Wednesday, January 26, 2011

One-Ton Rita

By February 2nd every year Rita weighs two thousand pounds.  You can't tell by looking at her.  Her red down coat looks a little salty and soiled, but no more so than anyone else's, and not so you'd guess she has reached an English ton.  Every morning she can still get her leaden feet into the same size 8 zip-up boots, always still white from yesterday's salty salvation.  She never complains about the salt, because when two thousand pounds slips on the ice, two thousand pounds gets its red coat even dirtier and calls her chiropractor. 
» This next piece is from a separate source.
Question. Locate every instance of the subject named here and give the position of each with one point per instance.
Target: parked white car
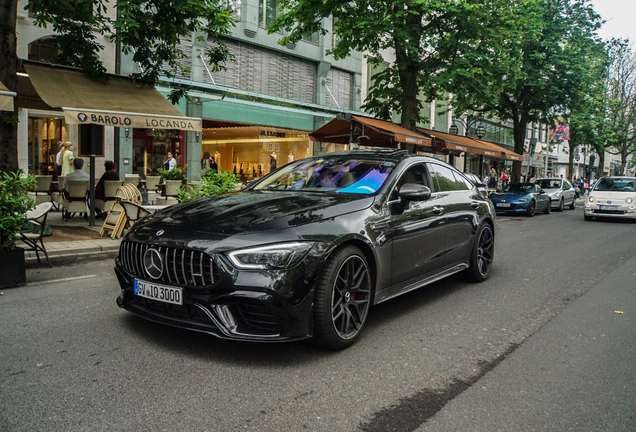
(561, 192)
(612, 197)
One-Ton Rita can still wrap her soft green plaid scarf around her tree-trunk neck the way she could when she was little Rita three months ago and a Halloween cold snap sneaked up on everyone.  You can only guess how much Rita weighs by the way she walks (if you can catch her walking) and by the look on her face (if she would meet your eye).  Bus drivers see that Rita weighs two thousand pounds before she reaches the door, and the bus kneels before her.  ALL HAIL 2000-POUND RITA!  Your Massive Majesty, please enter your carriage!  and she does, somehow, not because she is interested in going somewhere else, but because she remembers vaguely that somwhere else is expecting her.

Every February second, so reliably that we wonder why we still ask, a woodchuck in a sleepy Pennsylvania village becomes alarmed, not by his own shadow cast by a huge electric floodlamp, but by the flash of cameras suffering a slow news day.  Rita is not from Punxatawney, but subscribes to a weekly paper there.  She has recorded the wather there on 2/2 for as long as she has enjoyed her subscription, and twice was sunshine reported. She clipped out both reports and slid them under the glass of her coffee table.  They have never seen enough sunshine to yellow.

Rita is not the only two thousand pound woman in Ithaca.  One-ton women are common here.  They're the same women you notice at 120 pounds wearing Flax and Birkenstocks, gliding up Aurora Street deciding where to eat al fresco.  Ithaca's gravity is very strong in January, which is a good thing because it keeps people stuck to the ground here.  Rita wants to leave every winter, but weighs too much to stand up and pack.  She's too heavy to buy a plane ticket.  Too huge to get into a southbound car.  This morning she lost 1800 pounds, but before she could pull out her iPhone to book a flight the sun was gone again.